Sports

Fishing Report

With the recreational fishing season for scup extended (on Sept. 28) for 90 days by the New York State Department of Environmental Conservation, anglers continue to enjoy excellent action for big porgies locally as waters cool. Sea bass fishing is closed for the month, but tautog season has opened with decent action on smaller blackfish, usually on shallow drops. Capt. Rich Jensen aboard the Nancy Ann out of Orient by the Sea says the scup he sees average two pounds with an occasional three-pounder. Parties took a “mess of tautog” early this week, too, with the largest fish around five pounds. Bass fishing is very good day and night, and there are thick schools of blues around some days, so thick it’s hard to get through them to the stripers below. Water temperatures are still in the high 60s!

Steven at We Go Fishing on Main Road, Southold (opposite Goldsmith’s) told us anglers are doing well on scup and tautog off Rocky Point, East Marion. Horton’s Point continues to pull anglers fishing bass, particularly boaters using live eels. Bluefish are also abundant there. Tautog fishing is also fairly good north of Plum Island. False albacore are far off Long Island Sound beaches now.

Phil Loria at Captain Marty’s Fishing Station in New Suffolk has his docks ready for boats in transit at season’s end, and is stocking bait and tackle all fall. The porgy fishing is very good in the bay with some really nice scup as close as Buoy One in Cutchogue Harbor. A bucket of chum brings porgies and blowfish as well off Nassau Point Buoy Three, and a couple of weaks to 20 inches were taken by anglers fishing Roses Grove.

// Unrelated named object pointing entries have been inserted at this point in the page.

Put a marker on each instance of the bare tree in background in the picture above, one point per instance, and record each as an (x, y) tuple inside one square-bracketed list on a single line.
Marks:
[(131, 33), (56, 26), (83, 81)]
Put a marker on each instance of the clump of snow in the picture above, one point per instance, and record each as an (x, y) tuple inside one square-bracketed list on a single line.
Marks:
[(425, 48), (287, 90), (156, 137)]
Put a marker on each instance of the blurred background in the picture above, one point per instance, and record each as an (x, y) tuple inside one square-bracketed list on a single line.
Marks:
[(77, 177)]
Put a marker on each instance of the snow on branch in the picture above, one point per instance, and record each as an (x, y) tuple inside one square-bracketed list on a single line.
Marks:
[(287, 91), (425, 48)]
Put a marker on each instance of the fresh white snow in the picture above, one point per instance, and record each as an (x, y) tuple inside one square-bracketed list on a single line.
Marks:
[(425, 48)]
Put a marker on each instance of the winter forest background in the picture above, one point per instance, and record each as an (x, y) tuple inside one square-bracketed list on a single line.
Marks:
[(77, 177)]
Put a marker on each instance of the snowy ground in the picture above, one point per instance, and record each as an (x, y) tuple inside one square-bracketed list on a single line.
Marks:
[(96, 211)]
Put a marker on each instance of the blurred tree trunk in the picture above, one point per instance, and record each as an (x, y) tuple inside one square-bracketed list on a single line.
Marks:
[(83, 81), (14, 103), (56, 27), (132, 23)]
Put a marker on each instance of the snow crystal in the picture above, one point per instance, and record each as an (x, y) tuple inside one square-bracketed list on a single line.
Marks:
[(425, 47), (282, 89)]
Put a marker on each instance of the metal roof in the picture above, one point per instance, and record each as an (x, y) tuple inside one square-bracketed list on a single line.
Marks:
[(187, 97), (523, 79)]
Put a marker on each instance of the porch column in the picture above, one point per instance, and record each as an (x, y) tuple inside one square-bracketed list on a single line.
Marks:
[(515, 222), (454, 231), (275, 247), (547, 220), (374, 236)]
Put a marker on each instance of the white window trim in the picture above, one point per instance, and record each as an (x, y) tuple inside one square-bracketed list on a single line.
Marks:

At the Rocky Point Fishing Stop, Stan Hentschel said there were plenty of keeper tautog off Old Field, Cranes Neck and Mount Sinai with a few larger fish. The big porgies on local beaches are “really good for the tackle shops”, too. Blues and bass are plentiful, although the stripers along the shores are still small because waters are still so warm. South Shore anglers fish best with bait, but Montauk has some good bassing for boaters. There are massive bunker schools a half mile off the beach off Moriches, and that’s where the stripers are. At Camp Site Sports in Huntington Station, Vinnie told us the false albacore are chasing bait in mid-Long Island Sound all the way to Montauk. South Shore inlets produce by night on bucktails, particularly off Moriches and Shinnecock, while the Montauk sand beaches are spotty with occasional good nights.